Monsters

Monsters

La science fiction a de bon côté dans le cinéma contemporain : les jeunes passionnés peuvent faire dans leur coin de rapides bandes démos, caméra numérique au poing et ordinateur dans le garage pour la post prod’. Il en a fallu un peu plus à Gareth Edwards pour concocter son premier long métrage, mais nous ne sommes pas loin du self made réalisateur qui nous offre pour cette première une escapade au Mexique. Entouré d’aliens de tous poils (ou pas).
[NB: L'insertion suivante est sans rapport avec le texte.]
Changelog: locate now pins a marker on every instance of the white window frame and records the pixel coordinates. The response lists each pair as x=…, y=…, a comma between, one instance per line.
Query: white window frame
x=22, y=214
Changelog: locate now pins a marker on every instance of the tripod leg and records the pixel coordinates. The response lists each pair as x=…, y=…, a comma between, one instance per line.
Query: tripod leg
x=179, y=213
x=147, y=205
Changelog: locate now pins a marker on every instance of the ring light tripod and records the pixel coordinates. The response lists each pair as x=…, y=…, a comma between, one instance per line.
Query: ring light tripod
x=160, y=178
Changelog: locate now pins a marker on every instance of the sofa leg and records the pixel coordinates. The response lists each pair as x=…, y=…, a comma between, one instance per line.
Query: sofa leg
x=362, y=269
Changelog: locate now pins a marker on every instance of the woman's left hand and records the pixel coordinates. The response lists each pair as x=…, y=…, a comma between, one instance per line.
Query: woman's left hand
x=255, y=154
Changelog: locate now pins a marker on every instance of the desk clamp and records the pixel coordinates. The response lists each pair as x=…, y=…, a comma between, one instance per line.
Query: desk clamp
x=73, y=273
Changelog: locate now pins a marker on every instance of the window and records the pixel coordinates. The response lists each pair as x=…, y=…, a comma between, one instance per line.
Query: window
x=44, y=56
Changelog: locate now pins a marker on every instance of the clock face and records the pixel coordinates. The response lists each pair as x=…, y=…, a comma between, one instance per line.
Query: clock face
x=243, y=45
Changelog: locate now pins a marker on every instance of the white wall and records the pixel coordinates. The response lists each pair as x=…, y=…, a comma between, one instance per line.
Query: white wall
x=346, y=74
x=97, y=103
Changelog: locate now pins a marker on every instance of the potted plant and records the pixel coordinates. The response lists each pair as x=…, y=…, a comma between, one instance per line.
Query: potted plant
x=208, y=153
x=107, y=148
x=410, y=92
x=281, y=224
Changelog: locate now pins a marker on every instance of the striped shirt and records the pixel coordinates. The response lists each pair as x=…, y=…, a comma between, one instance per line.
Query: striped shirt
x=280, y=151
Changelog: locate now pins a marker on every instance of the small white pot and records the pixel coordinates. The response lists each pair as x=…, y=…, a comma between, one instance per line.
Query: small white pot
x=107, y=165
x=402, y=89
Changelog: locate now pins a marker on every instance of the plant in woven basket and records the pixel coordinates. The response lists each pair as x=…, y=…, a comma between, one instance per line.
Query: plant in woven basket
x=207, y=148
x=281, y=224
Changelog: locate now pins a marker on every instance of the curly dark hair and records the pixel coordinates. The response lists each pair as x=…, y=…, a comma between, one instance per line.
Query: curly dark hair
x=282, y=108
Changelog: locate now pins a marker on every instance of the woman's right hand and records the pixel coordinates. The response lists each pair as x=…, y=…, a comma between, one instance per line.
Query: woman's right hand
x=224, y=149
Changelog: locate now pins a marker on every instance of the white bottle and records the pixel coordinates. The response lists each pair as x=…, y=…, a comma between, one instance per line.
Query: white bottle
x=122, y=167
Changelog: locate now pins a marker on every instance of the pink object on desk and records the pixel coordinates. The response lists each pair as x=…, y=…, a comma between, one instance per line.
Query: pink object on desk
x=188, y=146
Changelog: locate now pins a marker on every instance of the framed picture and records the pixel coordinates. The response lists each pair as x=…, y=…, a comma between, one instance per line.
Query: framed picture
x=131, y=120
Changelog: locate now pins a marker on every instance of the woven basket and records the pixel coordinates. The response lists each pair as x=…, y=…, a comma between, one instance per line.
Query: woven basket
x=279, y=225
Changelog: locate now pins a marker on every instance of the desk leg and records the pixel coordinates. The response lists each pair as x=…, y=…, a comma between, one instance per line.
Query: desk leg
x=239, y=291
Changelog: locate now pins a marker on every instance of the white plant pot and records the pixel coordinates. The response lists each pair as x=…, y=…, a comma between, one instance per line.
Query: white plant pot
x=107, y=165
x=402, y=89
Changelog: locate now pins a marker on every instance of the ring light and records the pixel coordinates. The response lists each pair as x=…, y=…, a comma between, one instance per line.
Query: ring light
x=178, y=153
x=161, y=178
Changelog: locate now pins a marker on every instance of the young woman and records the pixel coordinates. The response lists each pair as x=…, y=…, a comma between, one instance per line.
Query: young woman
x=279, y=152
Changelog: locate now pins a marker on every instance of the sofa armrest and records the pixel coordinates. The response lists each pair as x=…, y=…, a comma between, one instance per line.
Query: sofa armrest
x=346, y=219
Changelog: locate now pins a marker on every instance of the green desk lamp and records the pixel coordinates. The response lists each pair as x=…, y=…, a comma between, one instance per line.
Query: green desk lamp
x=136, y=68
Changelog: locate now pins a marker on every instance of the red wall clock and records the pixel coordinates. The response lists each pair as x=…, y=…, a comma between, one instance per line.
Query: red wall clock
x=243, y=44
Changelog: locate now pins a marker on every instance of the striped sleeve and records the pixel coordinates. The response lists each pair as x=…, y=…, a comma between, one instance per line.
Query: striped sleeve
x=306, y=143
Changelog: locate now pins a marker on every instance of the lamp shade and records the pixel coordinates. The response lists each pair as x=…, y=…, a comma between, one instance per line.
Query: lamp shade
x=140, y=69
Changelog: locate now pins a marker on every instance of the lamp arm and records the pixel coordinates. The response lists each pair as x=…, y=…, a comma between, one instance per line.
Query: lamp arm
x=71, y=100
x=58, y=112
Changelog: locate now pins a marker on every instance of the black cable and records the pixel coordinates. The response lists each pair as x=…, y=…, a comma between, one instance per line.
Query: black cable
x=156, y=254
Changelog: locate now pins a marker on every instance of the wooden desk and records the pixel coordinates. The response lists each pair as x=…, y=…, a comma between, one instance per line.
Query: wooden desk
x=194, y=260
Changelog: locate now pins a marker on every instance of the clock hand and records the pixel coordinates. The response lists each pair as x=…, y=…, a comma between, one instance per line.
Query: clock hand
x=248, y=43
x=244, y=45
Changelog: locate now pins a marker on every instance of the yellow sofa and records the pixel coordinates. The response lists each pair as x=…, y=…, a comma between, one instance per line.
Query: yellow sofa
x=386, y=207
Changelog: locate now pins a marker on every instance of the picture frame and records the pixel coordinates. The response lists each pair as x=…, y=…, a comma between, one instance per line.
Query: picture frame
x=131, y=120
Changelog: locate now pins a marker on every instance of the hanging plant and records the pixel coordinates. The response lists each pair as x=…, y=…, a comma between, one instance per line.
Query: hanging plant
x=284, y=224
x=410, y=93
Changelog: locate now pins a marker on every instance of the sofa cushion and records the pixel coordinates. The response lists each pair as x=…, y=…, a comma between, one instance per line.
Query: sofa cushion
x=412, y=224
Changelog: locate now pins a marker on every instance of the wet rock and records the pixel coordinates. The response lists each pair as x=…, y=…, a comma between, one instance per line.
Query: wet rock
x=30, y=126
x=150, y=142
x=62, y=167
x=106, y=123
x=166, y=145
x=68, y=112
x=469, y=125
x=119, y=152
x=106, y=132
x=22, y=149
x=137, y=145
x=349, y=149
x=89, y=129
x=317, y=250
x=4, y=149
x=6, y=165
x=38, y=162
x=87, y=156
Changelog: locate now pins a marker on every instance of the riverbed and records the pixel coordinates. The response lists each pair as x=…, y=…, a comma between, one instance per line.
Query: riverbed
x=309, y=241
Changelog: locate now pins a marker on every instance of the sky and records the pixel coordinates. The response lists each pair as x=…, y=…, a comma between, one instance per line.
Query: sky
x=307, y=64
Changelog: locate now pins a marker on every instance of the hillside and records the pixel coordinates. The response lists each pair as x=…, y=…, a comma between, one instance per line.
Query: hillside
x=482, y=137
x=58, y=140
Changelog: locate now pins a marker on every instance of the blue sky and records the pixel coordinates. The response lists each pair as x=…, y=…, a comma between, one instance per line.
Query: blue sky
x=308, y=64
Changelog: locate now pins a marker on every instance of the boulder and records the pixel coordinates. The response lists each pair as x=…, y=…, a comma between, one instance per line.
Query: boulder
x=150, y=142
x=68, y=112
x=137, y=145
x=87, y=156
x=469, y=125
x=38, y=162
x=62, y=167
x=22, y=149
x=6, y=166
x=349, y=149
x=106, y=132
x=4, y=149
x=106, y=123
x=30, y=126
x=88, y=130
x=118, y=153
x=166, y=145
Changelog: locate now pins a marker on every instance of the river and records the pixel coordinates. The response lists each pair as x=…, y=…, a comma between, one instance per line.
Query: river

Monsters est une très belle surprise, mais attention! Vous ne retrouverez pas ici la course poursuite effrénée à la Cloverfield ou District 9 (et on préfère largement le deuxième au premier), car Monsters plante le décor d’entrée : ce sera donc une histoire d’amour sur fond de conflit international, ou au moins interplanétaire. Edwards sait y faire, et les premières minutes défilent rapidement. Nous voici quelques années en avant, mais pas trop, après qu’une sonde américaine soit revenu de l’espace avec quelques éléments extraterrestres. Se crashant au Mexique, elle condamne de suite la zone, devenu une région en quarantaine où prolifère alors la vie extraterrestre, loin des yeux du monde, et entouré d’une solide barrière. Oui, Monsters saura vous renvoyer à l’actualité, mais sans trop forcer les traits.

Et dans cette atmosphère militaire et d’interdictions, on suit les pas d’un intrépide (voir un peu trop..) journaliste chargé de ramener la fille de son patron jusqu’à la frontière américaine. Simple job qui se compliquera en atteignant les limites de la zone de quarantaine, et surtout quand ils devront la traverser pour rejoindre leur pays. Road trip intégral, où les deux ne manqueront pas de se trouver de nombreux points communs, et de nombreux dangers. Monsters construit son film sur cette relation naissante, durant ce voyage en zone de guerre, entre rencontres imprévus, trafiquants et armée en déroute. Ne vous attendez pas à un film d’action, car l’auteur-réalisateur reste en continu au niveau des individus. On entend des choses, on verra des choses, mais on les vivra pas. Ce qui n’est pas pour autant important, car on connaît cette partie de l’histoire. Désormais, il nous faut suivre ces deux américains, perdus en pleine jungle semi-extraterrestre, aller de l’avant pour retrouver une civilisation qu’ils ne désirent pas plus que cela.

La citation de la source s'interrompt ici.